A differentiable function is said to have the Lipschitz continuous gradient property if the following holds true for some $L>0$: $$\|\nabla f(x) - \nabla f(y)\|\leq L\|x-y\|,\, \forall x,y \in \mathbb{R}^n$$
The above property immediately results in the following:
$$f(y) \leq f(x) + \langle \nabla f(x) , y-x \rangle + \frac{L}{2}\|y-x\|^2 \quad \forall x,y$$
Using the above property if we have $x_{k+1}=x_{k}-\gamma \nabla f(x_k) $ and $\gamma <2/L$ we get the following: $$ f(x_{k+1}) + \left(\frac{1}{\gamma}-\frac{L}{2}\right)\|x_{k+1}-x_{k}\|^2 \leq f(x_{k}) $$ Assuming that $f(x)$ is bounded bellow, the above means sequence of $\{f(x_k)\}_{ k \geq 0}$ is convergent.
Now define $x_{k+1}=x_{k}-\gamma g_k $ where $\mathbb{E}[g_k]=\nabla f(x_k)$.
Question: Can we show $\{\mathbb{E}[f(x_{k}) ]\}_{ k \geq 0}$ is convergent by finding a good $\gamma$ and assuming a condition like $\mathbb{E}[\|\nabla f(x_{k})-g_k\|^2] \leq \sigma^2$ or $\mathbb{E}[\|g_k\|^2] \leq \sigma^2$ for some $\sigma > 0$?
My try: I used $\mathbb{E}[\|\nabla f(x_{k})-g_k\|^2] \leq \sigma^2$ and varying step-length.
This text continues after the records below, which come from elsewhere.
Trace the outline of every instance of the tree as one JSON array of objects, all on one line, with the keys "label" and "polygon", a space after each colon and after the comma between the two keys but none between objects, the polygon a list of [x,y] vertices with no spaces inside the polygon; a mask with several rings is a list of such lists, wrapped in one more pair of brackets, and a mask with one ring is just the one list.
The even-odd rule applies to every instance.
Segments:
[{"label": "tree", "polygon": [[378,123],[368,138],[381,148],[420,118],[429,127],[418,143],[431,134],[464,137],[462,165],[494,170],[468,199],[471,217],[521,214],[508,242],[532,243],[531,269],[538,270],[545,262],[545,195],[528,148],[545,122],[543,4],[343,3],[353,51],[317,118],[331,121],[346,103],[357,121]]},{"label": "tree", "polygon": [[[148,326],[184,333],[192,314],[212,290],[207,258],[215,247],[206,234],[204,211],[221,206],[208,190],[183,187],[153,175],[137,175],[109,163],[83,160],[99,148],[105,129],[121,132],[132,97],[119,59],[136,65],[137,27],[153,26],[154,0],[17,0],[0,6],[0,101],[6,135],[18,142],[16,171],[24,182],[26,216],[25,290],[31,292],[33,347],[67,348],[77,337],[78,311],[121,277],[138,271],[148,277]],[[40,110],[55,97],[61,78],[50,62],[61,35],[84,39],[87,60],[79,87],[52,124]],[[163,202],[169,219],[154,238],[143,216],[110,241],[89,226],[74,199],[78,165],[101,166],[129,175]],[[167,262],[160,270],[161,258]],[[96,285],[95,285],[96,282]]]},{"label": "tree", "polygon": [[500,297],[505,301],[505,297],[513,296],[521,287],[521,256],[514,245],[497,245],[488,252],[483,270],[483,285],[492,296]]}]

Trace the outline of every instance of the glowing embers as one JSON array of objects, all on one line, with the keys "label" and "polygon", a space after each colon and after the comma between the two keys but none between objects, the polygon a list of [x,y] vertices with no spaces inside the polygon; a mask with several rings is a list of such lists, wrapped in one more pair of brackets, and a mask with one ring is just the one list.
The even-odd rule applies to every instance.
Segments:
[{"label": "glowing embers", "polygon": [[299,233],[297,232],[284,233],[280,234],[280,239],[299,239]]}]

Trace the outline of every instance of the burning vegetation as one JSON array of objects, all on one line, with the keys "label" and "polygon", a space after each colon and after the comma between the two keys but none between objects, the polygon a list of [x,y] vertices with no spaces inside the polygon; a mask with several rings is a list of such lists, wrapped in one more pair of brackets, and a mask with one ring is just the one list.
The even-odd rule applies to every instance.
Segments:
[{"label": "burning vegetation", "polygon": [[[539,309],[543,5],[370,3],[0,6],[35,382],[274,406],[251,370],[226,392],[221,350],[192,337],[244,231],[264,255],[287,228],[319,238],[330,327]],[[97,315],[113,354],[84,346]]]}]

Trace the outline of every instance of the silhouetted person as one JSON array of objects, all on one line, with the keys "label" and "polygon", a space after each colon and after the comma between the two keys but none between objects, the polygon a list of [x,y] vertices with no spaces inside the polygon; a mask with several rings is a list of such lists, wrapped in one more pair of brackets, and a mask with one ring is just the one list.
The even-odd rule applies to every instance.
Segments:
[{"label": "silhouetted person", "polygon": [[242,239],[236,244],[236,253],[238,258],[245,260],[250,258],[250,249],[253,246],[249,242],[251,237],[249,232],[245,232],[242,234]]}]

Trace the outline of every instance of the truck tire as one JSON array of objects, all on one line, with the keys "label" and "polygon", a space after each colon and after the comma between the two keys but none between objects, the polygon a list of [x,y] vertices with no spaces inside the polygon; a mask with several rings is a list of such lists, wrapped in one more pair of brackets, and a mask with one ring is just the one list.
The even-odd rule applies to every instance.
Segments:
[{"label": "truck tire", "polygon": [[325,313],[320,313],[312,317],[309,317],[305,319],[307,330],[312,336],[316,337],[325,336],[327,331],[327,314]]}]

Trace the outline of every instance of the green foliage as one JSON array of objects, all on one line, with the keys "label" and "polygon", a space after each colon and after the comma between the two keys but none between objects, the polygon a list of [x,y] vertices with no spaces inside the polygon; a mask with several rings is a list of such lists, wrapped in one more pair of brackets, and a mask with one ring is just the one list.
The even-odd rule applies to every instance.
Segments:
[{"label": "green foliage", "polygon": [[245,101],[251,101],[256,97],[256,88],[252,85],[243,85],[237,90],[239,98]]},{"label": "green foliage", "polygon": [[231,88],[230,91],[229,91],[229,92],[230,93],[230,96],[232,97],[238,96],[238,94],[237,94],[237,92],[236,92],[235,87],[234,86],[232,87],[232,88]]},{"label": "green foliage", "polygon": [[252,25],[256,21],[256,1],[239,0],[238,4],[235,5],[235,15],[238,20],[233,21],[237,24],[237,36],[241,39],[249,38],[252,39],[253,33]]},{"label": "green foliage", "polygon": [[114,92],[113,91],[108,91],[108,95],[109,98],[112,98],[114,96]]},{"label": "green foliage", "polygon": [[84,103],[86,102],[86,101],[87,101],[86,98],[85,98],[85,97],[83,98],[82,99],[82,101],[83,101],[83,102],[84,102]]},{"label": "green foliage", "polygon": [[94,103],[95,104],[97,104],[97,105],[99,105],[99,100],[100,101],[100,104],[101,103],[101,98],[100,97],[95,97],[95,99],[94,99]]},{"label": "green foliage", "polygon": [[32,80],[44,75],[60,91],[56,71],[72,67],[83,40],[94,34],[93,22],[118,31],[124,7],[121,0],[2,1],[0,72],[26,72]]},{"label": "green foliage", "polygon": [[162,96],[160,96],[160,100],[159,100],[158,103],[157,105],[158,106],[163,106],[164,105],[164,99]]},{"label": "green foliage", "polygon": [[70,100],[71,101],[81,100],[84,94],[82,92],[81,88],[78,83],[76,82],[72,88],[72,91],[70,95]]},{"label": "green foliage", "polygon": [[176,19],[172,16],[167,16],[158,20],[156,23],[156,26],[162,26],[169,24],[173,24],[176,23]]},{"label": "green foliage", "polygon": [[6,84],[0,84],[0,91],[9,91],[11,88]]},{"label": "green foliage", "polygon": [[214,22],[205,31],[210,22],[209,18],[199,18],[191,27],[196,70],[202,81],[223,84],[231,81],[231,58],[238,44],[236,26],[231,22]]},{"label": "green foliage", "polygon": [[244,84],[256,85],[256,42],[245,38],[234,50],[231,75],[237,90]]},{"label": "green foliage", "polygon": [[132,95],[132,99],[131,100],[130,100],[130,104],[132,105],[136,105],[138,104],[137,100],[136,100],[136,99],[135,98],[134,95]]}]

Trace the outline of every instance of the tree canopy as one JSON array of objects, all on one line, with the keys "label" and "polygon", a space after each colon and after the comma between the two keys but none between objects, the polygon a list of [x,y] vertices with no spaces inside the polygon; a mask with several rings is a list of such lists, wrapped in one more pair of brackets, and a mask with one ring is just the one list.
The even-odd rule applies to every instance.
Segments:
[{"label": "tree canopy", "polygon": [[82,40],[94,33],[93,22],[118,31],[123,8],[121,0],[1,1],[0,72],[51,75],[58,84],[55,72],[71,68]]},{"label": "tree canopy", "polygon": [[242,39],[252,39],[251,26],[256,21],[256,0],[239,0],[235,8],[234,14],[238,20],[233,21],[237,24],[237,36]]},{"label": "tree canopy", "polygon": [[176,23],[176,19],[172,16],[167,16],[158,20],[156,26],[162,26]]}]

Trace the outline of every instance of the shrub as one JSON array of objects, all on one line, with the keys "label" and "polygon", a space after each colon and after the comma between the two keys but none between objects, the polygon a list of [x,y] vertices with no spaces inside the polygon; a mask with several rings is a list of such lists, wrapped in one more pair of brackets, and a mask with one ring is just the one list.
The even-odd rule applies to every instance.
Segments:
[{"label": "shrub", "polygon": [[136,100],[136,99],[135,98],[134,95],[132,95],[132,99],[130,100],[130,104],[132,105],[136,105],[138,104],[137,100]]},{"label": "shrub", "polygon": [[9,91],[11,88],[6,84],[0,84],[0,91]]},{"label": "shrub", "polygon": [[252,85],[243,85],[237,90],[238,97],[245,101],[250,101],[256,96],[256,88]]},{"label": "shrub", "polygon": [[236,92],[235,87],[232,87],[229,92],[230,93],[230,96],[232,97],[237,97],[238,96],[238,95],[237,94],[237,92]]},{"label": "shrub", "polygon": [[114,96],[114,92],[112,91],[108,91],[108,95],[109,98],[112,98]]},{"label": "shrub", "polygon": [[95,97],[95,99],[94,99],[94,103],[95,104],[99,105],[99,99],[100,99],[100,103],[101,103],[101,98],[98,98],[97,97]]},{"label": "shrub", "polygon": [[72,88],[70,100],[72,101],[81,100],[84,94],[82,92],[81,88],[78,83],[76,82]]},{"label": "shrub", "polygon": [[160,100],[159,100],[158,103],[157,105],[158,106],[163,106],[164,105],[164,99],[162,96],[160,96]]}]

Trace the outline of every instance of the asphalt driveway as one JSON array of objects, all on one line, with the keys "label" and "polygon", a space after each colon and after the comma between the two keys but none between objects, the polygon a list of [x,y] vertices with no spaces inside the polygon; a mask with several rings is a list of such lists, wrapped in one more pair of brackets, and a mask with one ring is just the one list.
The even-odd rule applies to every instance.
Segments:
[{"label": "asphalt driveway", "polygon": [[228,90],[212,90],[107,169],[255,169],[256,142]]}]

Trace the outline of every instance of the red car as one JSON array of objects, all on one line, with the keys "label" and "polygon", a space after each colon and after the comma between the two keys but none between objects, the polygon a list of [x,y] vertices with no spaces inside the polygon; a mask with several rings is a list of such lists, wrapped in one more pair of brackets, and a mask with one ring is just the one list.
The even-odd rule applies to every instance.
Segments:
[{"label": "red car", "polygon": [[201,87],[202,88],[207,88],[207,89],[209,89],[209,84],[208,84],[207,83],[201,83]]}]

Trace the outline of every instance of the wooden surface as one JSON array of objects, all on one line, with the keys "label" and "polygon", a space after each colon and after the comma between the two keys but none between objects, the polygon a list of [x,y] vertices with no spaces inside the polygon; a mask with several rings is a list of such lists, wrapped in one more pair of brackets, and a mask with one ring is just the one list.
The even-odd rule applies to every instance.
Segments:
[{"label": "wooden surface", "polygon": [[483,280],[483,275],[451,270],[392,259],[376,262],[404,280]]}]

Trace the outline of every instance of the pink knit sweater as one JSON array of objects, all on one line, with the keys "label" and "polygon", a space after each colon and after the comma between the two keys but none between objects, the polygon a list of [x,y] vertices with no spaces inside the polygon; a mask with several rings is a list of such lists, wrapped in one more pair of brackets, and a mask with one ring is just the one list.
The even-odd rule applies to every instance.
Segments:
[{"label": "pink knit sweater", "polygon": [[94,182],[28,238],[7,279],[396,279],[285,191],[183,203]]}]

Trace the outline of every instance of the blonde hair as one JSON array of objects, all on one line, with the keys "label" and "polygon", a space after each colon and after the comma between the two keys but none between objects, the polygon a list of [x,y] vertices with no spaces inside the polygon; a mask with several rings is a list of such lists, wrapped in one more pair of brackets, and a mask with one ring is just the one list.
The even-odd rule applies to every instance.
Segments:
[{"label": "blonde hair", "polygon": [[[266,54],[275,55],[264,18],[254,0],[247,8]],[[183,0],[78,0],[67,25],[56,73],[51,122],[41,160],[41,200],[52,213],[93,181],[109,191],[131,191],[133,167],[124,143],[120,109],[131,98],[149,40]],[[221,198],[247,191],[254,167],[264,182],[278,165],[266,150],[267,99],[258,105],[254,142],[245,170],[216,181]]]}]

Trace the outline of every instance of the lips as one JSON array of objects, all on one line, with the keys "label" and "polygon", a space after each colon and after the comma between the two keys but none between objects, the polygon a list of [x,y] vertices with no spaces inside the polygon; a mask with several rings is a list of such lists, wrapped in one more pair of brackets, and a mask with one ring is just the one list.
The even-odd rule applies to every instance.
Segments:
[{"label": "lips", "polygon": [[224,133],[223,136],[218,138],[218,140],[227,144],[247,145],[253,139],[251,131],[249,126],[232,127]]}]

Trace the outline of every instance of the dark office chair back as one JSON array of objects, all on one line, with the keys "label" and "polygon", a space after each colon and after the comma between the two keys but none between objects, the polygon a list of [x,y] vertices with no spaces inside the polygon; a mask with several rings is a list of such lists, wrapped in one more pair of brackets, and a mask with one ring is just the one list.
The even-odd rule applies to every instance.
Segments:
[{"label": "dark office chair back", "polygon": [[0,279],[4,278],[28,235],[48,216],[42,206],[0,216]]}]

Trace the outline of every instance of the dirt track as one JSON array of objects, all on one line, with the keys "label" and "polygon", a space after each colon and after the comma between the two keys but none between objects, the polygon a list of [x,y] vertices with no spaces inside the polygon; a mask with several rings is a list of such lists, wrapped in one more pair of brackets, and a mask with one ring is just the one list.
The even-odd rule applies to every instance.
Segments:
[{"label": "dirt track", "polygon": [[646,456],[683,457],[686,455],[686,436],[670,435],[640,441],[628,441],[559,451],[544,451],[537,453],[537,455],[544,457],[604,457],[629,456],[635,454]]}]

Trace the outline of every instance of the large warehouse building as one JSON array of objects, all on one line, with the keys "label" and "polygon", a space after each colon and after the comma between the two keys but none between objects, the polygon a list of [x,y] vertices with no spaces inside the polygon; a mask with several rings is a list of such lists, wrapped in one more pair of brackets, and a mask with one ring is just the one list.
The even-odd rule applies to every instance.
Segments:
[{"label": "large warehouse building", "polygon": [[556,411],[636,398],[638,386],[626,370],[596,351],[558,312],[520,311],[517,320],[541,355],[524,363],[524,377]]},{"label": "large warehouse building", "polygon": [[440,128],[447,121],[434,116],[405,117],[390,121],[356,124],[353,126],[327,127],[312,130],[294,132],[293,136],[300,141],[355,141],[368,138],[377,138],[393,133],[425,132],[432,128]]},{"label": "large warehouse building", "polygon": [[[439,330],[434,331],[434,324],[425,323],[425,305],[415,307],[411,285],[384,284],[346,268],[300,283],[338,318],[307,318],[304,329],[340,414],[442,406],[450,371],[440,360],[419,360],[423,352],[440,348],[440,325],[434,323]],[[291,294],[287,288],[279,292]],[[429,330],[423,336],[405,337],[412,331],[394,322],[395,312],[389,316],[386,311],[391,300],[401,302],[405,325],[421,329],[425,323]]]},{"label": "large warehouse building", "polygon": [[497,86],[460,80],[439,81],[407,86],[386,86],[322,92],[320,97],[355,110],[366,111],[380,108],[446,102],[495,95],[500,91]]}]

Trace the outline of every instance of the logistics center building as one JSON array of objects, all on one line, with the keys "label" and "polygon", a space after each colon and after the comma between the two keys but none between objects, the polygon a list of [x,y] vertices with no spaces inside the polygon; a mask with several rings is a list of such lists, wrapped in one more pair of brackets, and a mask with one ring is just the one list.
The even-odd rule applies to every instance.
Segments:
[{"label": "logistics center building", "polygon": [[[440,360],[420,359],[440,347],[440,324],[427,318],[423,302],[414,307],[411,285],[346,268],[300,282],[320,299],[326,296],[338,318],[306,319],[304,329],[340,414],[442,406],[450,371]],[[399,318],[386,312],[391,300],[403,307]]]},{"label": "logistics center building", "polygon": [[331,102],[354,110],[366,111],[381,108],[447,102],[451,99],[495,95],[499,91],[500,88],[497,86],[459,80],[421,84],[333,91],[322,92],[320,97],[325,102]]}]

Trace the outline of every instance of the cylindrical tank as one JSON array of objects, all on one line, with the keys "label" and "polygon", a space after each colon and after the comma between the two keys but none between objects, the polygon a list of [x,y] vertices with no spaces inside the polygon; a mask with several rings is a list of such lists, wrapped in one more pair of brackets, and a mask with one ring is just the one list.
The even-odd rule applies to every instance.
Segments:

$$ \begin{split} f(x_{k+1}) &\leq f(x_k) + \langle \nabla f(x_k) , x_{k+1}-x_k \rangle + \frac{L}{2}\|x_{k+1}-x_k\|^2\\ f(x_{k+1}) &\leq f(x_k) - \gamma_k \langle \nabla f(x_k) , g_k \rangle + \frac{L\gamma_k^2}{2}\|g_k\|^2 \\ f(x_{k+1}) &\leq f(x_k) - \gamma_k \langle g_k , g_k \rangle + \gamma_k \langle g_k - \nabla f(x_k), g_k \rangle +\frac{L\gamma_k^2}{2}\|g_k\|^2 \end{split} $$ Let $\delta_k=g_k-\nabla f(x_k)$. Then $$ \begin{split} f(x_{k+1}) & \leq f(x_k) - \gamma_k \langle g_k , g_k \rangle + \gamma_k \langle \delta_k, g_k \rangle +\frac{L\gamma_k^2}{2}\|g_k\|^2\\ \bigg(\gamma_k - \frac{L\gamma_k^2}{2}\bigg)\|g_k\|^2 & \leq f(x_k) - f(x_{k+1}) + \gamma_k \langle \delta_k, g_k - \nabla f(x_k) \rangle + \gamma_k \langle \delta_k, \nabla f(x_k) \rangle\\ \bigg(\gamma_k - \frac{L\gamma_k^2}{2}\bigg)\|g_k\|^2 & \leq f(x_k) - f(x_{k+1}) + \gamma_k \| \delta_k\|^2 + \gamma_k \langle \delta_k, \nabla f(x_k) \rangle \end{split} $$ By taking the expectation with respect to $g_k$ we have:
$$ \begin{split} \bigg(\gamma_k - \frac{L\gamma_k^2}{2}\bigg)\mathbb{E}[\|g_k\|^2 ] & \leq \mathbb{E}[f(x_k)] - \mathbb{E}[f(x_{k+1})] + \gamma_k \mathbb{E}[\| \delta_k\|^2] + \mathbb{E}[\gamma_k \langle \delta_k, \nabla f(x_k) \rangle]\\ (\gamma_k - \frac{L\gamma_k^2}{2})\mathbb{E}[\|g_k\|^2 ] & \leq \mathbb{E}[f(x_k)] - \mathbb{E}[f(x_{k+1})] + \gamma_k \sigma^2 \end{split} $$
Summing over $k$:
$$ \sum_{k=1}^N\bigg(\gamma_k - \frac{L\gamma_k^2}{2}\bigg)\mathbb{E}[\|g_k\|^2 ] \leq \mathbb{E}[f(x_1)] - \mathbb{E}[f(x_{N+1})] + \gamma_k N\sigma^2 $$
Is there any way to show that on average 2-norm of the stochastic gradient, that is, $\mathbb{E}[\|g_k\|^2 ]$, decreases?